Each week Ruth Ayres extends an invitation to share the celebrations from our week. Why don't you join the celebration?
Today I celebrate One Book, One District, One Community, a project I have been working on since the beginning of the school year. The project revolved around the book Wonder, by R.J. Palacio.
With the help of community sponsors and our school corporation administrators, we were able to purchase over 1,400 books. Each student in our four elementary schools received their own copy. Third through fourth grade received the novel, and our pre-school through second grade received the picture book, We Are All Wonders.
Teachers have been reading the book this month and participating in kindness activities. Today was "Distribution Day," the day the students received their copy of the books. I had the privilege to be at all four schools and to watch the magic.
What a day for celebration!
The smiles on their faces when they carefully held these books in their hands was pure joy. Many of them sat right down and began turning the pages or tried to find the spot where their teacher was reading.
At one school, I knelt down and talked with a few of the students as their teachers were passing out the books. Here are some of their reactions:
"Is this book really mine?"
"Do we get to take these home?
"Now I can read ahead of my teacher...but I won't tell what happens."
"I can't wait to take this home and read it to my mom."

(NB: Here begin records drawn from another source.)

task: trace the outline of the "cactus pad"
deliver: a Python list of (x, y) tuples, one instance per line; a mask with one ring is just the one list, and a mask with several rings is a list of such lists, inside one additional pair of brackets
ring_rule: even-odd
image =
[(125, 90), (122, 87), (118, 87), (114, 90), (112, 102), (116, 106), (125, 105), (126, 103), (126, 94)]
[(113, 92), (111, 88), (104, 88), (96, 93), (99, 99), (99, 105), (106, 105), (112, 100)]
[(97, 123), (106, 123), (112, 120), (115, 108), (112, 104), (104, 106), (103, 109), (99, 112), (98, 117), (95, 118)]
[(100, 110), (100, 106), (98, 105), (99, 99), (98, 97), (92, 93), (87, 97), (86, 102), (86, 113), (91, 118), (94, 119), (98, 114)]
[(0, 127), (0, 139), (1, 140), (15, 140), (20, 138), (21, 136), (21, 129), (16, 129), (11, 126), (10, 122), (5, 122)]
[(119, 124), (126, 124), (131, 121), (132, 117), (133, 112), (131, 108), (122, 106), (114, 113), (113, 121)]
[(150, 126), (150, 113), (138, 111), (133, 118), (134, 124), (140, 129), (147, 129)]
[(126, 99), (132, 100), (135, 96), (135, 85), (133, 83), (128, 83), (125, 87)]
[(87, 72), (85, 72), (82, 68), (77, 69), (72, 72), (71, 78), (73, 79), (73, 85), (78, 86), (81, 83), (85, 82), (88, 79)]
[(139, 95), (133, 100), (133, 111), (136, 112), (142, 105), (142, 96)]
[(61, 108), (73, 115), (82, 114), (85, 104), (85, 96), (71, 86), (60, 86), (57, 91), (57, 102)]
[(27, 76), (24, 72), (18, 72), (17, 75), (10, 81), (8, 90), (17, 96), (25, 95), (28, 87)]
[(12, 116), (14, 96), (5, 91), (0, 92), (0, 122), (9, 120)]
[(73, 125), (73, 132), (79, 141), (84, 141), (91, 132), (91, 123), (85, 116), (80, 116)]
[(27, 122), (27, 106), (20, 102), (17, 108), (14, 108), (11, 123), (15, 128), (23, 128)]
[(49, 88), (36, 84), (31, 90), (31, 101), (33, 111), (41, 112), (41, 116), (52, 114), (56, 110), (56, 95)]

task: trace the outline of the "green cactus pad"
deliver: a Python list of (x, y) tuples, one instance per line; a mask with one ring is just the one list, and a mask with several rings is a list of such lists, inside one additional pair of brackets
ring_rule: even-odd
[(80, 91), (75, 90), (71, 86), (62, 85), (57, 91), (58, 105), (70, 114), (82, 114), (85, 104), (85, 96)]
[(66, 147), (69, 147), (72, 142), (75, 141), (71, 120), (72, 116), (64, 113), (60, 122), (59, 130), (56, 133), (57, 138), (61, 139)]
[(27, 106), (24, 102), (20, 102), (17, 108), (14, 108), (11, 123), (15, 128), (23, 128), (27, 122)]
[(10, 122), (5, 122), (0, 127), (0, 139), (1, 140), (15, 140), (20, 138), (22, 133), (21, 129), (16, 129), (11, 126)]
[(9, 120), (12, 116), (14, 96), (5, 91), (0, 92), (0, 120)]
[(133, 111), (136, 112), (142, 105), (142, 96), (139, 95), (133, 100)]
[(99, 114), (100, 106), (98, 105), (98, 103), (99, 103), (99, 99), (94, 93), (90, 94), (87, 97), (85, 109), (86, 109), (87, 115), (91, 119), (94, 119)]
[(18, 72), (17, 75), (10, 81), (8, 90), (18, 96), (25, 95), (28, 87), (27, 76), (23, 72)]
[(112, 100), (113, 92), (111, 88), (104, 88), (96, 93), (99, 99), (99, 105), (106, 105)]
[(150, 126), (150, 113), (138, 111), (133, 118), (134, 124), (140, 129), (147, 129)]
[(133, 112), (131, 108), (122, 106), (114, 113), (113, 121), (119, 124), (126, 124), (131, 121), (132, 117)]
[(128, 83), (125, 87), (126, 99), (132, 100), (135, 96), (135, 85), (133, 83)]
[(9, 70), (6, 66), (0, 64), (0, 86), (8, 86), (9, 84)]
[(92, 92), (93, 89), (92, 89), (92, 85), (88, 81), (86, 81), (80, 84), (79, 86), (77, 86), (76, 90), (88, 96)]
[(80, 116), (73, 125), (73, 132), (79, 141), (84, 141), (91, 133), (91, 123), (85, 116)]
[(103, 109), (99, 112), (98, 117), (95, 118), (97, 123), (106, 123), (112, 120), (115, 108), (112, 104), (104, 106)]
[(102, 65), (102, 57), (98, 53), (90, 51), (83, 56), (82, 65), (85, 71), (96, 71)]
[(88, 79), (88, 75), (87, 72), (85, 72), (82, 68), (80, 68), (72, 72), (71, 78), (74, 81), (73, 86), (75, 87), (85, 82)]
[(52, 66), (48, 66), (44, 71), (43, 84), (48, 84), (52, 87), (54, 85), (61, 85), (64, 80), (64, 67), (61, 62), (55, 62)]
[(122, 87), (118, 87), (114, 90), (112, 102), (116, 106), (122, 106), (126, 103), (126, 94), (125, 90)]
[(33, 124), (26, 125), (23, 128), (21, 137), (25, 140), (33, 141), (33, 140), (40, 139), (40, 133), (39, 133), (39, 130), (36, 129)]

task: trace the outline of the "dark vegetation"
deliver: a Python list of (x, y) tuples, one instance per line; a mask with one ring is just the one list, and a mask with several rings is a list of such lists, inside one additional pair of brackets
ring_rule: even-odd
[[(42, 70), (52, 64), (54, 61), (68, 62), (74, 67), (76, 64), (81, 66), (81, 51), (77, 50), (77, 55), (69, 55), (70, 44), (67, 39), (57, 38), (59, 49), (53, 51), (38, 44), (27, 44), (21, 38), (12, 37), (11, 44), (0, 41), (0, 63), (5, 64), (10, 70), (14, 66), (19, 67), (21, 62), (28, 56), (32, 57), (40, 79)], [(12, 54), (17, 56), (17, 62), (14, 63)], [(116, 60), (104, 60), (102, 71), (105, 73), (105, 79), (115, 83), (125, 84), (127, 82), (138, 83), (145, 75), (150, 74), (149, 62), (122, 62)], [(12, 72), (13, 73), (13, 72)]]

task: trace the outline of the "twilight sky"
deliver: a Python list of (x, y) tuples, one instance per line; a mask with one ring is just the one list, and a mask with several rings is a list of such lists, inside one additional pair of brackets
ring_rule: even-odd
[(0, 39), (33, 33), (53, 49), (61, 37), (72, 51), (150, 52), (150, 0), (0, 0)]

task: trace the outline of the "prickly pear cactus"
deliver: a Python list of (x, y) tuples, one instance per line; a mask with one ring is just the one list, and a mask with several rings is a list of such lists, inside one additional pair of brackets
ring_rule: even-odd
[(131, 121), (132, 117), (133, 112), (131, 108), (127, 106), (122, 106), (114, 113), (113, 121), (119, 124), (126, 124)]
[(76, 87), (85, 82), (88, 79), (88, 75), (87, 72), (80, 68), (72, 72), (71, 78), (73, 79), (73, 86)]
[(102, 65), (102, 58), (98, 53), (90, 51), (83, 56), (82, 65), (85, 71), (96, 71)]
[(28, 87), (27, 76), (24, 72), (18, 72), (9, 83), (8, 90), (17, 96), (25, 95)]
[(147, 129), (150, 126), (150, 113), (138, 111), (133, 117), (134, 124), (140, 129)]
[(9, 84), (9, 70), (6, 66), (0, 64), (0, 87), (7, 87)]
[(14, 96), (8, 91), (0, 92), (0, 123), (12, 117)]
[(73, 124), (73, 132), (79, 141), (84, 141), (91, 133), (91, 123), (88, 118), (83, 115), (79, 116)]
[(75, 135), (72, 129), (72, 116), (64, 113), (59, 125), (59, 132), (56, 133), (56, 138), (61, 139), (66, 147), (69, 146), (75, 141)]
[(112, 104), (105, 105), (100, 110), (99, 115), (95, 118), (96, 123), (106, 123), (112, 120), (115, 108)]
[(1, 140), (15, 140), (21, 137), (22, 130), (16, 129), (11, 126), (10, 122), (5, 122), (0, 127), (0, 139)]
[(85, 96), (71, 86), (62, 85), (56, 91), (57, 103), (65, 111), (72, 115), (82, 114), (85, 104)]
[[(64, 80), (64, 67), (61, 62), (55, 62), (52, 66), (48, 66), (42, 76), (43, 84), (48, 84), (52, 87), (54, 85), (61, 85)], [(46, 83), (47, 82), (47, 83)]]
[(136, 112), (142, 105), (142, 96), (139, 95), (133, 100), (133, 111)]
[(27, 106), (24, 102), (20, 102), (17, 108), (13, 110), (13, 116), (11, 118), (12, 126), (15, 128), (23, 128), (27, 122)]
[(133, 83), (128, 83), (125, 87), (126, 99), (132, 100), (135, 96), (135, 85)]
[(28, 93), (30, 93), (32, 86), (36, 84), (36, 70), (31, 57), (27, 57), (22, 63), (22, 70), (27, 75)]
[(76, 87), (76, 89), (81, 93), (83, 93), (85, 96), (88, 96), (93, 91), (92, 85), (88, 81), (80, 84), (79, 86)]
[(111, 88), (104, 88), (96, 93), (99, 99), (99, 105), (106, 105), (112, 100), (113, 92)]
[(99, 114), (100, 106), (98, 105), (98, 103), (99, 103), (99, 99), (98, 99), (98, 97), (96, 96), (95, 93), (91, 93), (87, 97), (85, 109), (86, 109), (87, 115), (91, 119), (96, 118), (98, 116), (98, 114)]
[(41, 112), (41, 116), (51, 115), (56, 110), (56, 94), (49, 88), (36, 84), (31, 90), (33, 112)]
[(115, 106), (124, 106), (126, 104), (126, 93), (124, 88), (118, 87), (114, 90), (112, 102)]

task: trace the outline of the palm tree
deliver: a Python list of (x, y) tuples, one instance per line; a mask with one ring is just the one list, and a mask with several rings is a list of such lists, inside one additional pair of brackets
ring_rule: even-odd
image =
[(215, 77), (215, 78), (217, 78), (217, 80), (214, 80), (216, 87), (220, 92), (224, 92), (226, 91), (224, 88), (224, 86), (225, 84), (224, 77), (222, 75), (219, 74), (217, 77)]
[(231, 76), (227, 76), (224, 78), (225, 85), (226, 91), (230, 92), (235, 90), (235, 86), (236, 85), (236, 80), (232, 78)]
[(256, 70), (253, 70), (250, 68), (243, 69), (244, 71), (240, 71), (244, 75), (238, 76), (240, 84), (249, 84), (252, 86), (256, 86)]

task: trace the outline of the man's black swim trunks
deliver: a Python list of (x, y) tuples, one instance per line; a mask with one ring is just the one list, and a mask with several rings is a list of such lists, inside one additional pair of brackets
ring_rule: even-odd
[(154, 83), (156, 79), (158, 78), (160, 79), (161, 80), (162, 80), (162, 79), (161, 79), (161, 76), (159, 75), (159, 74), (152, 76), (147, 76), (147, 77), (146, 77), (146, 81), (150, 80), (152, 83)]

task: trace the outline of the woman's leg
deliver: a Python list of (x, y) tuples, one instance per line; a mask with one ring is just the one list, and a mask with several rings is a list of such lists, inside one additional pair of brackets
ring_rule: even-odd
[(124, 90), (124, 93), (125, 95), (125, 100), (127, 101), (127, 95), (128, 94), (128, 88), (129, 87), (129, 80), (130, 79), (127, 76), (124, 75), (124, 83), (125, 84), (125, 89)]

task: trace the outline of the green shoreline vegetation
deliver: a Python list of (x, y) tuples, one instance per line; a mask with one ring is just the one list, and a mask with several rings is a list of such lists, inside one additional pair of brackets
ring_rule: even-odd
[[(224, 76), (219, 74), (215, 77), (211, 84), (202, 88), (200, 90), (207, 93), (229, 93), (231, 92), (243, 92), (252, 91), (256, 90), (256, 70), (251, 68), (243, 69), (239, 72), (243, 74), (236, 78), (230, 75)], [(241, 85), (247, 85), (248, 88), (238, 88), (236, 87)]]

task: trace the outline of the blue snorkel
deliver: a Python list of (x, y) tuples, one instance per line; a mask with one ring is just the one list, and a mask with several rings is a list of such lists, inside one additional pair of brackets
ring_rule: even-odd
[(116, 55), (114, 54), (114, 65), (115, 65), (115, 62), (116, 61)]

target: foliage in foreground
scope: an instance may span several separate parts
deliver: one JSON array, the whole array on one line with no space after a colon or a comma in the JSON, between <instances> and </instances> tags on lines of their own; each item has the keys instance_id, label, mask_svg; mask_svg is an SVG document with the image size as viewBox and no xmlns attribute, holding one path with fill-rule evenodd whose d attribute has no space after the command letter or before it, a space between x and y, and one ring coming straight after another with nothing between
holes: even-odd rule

The little girl in the pink jacket looked up at me and was the first one to say, "Thank you." My heart melted because I could tell by her sweet little face that her thank you was so sincere.
As literacy teachers, we spend our days building reading communities, showing our students the importance of having a reading life, and hoping that we somehow provide the spark that ignites their love of reading.
Our students won't look back and remember our most engaging lesson, or a grammar worksheet they mastered, or a standardized test prep packet.
Our hope is that for the short time we have them in our classrooms, we create reading memories. That we read aloud a book that changes them. That we place a book in their hands that teaches them empathy, or that becomes a mirror where they see themselves, or that gives them hope.
We want them to look back and say, "Remember that time when we read..." We want to be memory makers because...
Reading memories trigger reading lives.
(Click to tweet.)
(Click to tweet.)
And that is what today was all about.